About 6 months ago I gave up gourmet cooking at home. It wasn't because I wanted to. I was defeated by my tiny apartment kitchen and taking on the project of our house that consumed so much time. Well, Gourmet-me is back and I couldn't be happier.

I present whole wheat butter nut squash ravioli with beef demi glace, walnut pesto, gorgonzola and brussel sprout leaves. This would be a menu item at my non existent northern Italian Trattoria.

Surprisingly, it would fall under the "semi homemade" guise. The ravioli were courtesy of Severino Pasta of NJ (the best fresh pasta company in the Northeast, even beating out the Brooklyn institutions of pasta I was raised on) and demi glace from Williams Sonoma. I made the walnut pesto - toasted walnuts chopped the food processor with loads of parmiggiano reggiano, olive oil and black pepper. I've also used this pesto on steamed broccoli. I blanched the brussel spout leaves in the pasta water, they added great texture and a fresh flavor to the whole dish.

Notice the ravioli weren't tossed with the demi glace. It would look terrible and demi is strong, so I spooned it over once the ravioli were in the bowl. Same with walnut pesto. Given the hearty flavors of the dish I poured a 2004 Louis M. Martini Cabernet from the Sonoma Valley. This is my favorite wine served at Ruth's Chris and I finally added it to my home wine rotation. Terrific together.

Another note about Severino Pasta. A few years ago I made my favorite birthday dinner ever using their butternut squash tortelloni. I made a sauce this time of Italian Panna (very heavy cream) Gorgonzola melted into the cream, and balsamic vinegar drizzled over at the last moment. I wonder about the owner, if you make wonderful pasta all day long, can you stand to eat it for dinner?

I look forward to getting back in the swing of sharing my degustations with you!


Perfect Summer Send Off

I've been celebrating the end of summer with great sales on seafood at the store.
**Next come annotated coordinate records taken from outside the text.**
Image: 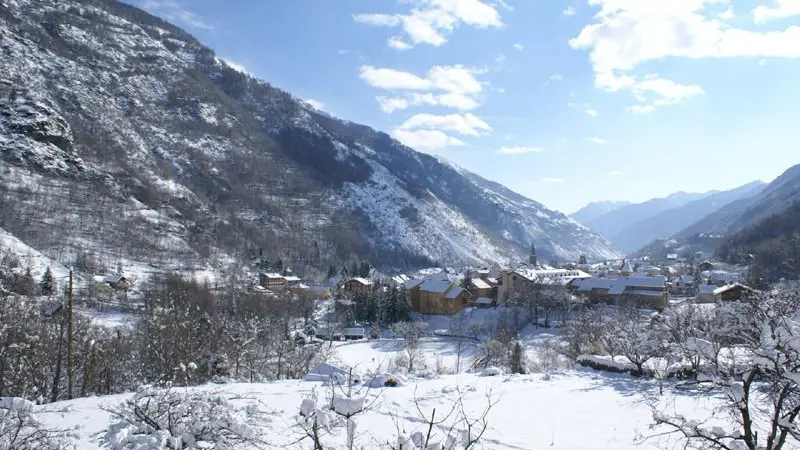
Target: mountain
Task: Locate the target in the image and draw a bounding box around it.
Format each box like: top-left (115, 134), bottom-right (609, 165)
top-left (609, 181), bottom-right (766, 253)
top-left (569, 201), bottom-right (631, 224)
top-left (581, 192), bottom-right (713, 243)
top-left (678, 164), bottom-right (800, 237)
top-left (0, 0), bottom-right (618, 273)
top-left (716, 201), bottom-right (800, 282)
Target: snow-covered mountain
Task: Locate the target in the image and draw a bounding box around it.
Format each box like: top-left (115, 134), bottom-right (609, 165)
top-left (569, 200), bottom-right (631, 229)
top-left (0, 0), bottom-right (618, 274)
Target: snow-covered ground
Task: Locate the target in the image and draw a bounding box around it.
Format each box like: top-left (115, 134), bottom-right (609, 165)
top-left (36, 339), bottom-right (715, 450)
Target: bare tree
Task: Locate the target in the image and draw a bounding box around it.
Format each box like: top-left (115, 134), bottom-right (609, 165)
top-left (654, 289), bottom-right (800, 450)
top-left (391, 322), bottom-right (428, 373)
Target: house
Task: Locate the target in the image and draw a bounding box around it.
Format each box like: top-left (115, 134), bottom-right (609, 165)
top-left (497, 266), bottom-right (591, 305)
top-left (258, 272), bottom-right (286, 289)
top-left (342, 327), bottom-right (367, 341)
top-left (344, 278), bottom-right (372, 295)
top-left (283, 275), bottom-right (303, 286)
top-left (469, 278), bottom-right (494, 298)
top-left (695, 283), bottom-right (756, 303)
top-left (670, 275), bottom-right (697, 296)
top-left (105, 274), bottom-right (131, 291)
top-left (472, 297), bottom-right (494, 308)
top-left (409, 280), bottom-right (470, 315)
top-left (569, 276), bottom-right (669, 309)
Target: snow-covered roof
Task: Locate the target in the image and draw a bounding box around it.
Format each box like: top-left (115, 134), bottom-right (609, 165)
top-left (445, 286), bottom-right (464, 298)
top-left (403, 278), bottom-right (425, 289)
top-left (514, 267), bottom-right (592, 281)
top-left (420, 280), bottom-right (452, 294)
top-left (697, 284), bottom-right (717, 294)
top-left (106, 274), bottom-right (125, 283)
top-left (608, 275), bottom-right (667, 295)
top-left (573, 276), bottom-right (667, 295)
top-left (470, 278), bottom-right (492, 289)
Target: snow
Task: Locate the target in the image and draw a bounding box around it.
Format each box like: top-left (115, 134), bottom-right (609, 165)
top-left (36, 356), bottom-right (714, 450)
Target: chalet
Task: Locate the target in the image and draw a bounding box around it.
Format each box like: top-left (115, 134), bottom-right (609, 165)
top-left (472, 297), bottom-right (494, 308)
top-left (342, 327), bottom-right (367, 341)
top-left (407, 280), bottom-right (470, 315)
top-left (696, 283), bottom-right (755, 303)
top-left (258, 272), bottom-right (286, 289)
top-left (569, 276), bottom-right (669, 309)
top-left (497, 267), bottom-right (591, 304)
top-left (105, 274), bottom-right (131, 291)
top-left (344, 278), bottom-right (372, 295)
top-left (469, 278), bottom-right (494, 298)
top-left (670, 275), bottom-right (697, 296)
top-left (283, 275), bottom-right (303, 286)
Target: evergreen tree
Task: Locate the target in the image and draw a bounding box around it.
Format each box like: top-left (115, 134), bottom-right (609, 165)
top-left (39, 267), bottom-right (56, 297)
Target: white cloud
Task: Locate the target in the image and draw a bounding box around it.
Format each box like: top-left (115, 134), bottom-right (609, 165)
top-left (570, 0), bottom-right (800, 107)
top-left (497, 146), bottom-right (544, 155)
top-left (220, 58), bottom-right (253, 76)
top-left (625, 105), bottom-right (656, 114)
top-left (389, 36), bottom-right (411, 51)
top-left (360, 66), bottom-right (483, 113)
top-left (392, 129), bottom-right (466, 151)
top-left (397, 113), bottom-right (492, 136)
top-left (305, 98), bottom-right (325, 111)
top-left (136, 0), bottom-right (214, 30)
top-left (353, 0), bottom-right (503, 48)
top-left (375, 92), bottom-right (479, 114)
top-left (753, 0), bottom-right (800, 24)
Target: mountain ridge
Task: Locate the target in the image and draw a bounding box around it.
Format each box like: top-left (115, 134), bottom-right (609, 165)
top-left (0, 0), bottom-right (619, 278)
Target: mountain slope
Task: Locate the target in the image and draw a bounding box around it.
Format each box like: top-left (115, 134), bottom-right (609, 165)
top-left (0, 0), bottom-right (617, 274)
top-left (610, 181), bottom-right (765, 253)
top-left (716, 201), bottom-right (800, 282)
top-left (582, 192), bottom-right (713, 244)
top-left (569, 201), bottom-right (630, 224)
top-left (678, 164), bottom-right (800, 237)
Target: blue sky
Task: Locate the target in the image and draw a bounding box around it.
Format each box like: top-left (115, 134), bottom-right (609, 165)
top-left (130, 0), bottom-right (800, 213)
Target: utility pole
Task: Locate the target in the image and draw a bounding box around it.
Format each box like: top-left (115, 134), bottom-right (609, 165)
top-left (67, 267), bottom-right (72, 400)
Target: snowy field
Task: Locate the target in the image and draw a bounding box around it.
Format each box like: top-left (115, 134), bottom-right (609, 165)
top-left (36, 339), bottom-right (713, 450)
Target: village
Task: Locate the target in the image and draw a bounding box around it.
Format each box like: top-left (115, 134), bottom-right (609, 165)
top-left (234, 245), bottom-right (756, 340)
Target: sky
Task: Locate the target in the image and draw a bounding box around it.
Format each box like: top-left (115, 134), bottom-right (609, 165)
top-left (128, 0), bottom-right (800, 213)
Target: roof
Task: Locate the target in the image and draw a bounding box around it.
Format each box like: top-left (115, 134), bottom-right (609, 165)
top-left (420, 280), bottom-right (452, 294)
top-left (445, 286), bottom-right (464, 298)
top-left (513, 267), bottom-right (591, 281)
top-left (106, 274), bottom-right (125, 283)
top-left (470, 278), bottom-right (492, 289)
top-left (608, 275), bottom-right (667, 295)
top-left (403, 278), bottom-right (425, 289)
top-left (697, 284), bottom-right (717, 294)
top-left (573, 276), bottom-right (667, 295)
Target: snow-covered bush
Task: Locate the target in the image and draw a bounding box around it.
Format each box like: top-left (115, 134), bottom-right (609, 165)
top-left (101, 386), bottom-right (268, 450)
top-left (0, 397), bottom-right (69, 450)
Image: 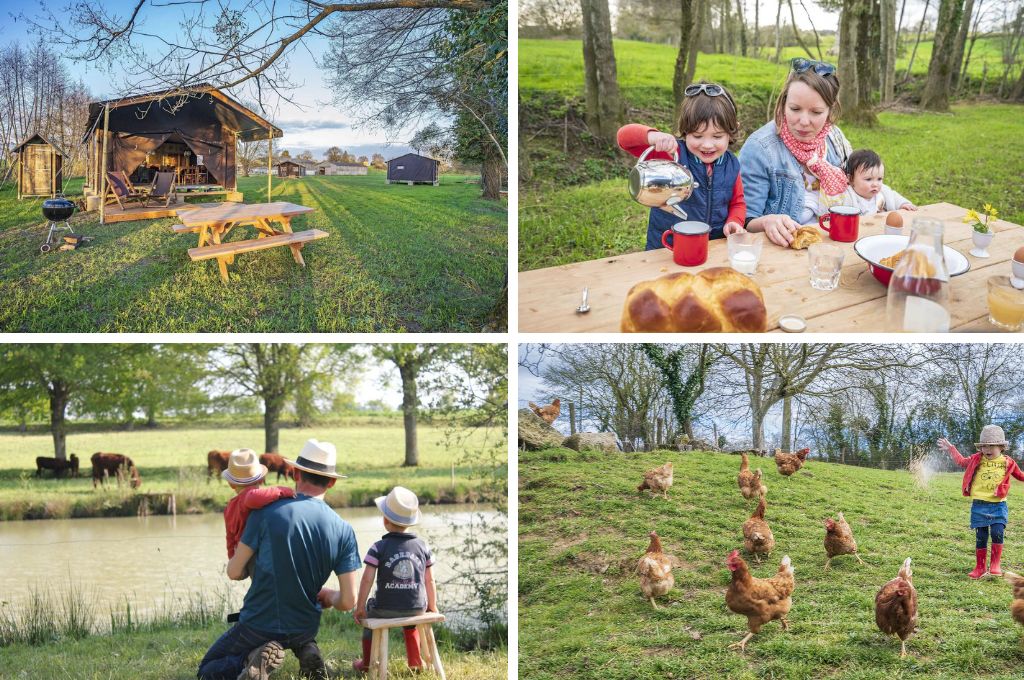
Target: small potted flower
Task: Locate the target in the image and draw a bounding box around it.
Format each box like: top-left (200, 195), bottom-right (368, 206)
top-left (964, 203), bottom-right (999, 257)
Last weekend we hosted our first dinner guests, my Father in law and one of four brothers in law. Not wanting to make Italian food knowing that's what they'd expect, I tried out a new crab cake recipe from Cook's Illustrated. It was a success! Served with pan roasted carrots, creamy basil sauce and a green salad with balsamic roasted mushrooms and onions.

A few days ago I settled on an entire eat-with-your-hands menu of jumbo wild gulf shrimp (poached in old bay broth and served in shell), king crab legs (poached in broth after shrimp were removed) with homemade cocktail sauce and corn on the cob. Served with Victory Brewing Co's Prima Pils, it was a match made in heaven. Shrimp cooking is a very delicate thing. While boiling for 3 minutes yields edible results, a slow poach brings about tender, wonderful results.

To begin, make a court bouillon (quick stock) by sauteing onions, garlic, carrots and celery in some olive oil. Don't dice them nicely, just rough chop. Add a bay leaf, black peppercorns, a cut lemon and some herb stems like parsley. Depending on mood I might add crushed red pepper, coriander, ginger, lemongrass or kefir lime. Add a flavor conductor, like white wine, beer, or store bought broth. Allow the alcohol to cook off, and top off with any additional liquid you may need, usually water will be fine. Bring to a simmer. After the flavors have had a few minutes to marry, turn the heat off. Add shrimp. Cover. Poach about 5 minutes for very large shrimp. Remove and lay on a pan in a single layer so they don't continue cooking too much. Chill and peel for shrimp cocktail or serve immediately for a feast. A casual dish like this really impresses guests and is almost no work. Save this valuable cooking liquid for making paella, bouillabase, or some Italian fra diavolo.

Give the utensils a rest and celebrate the bounty of the sea!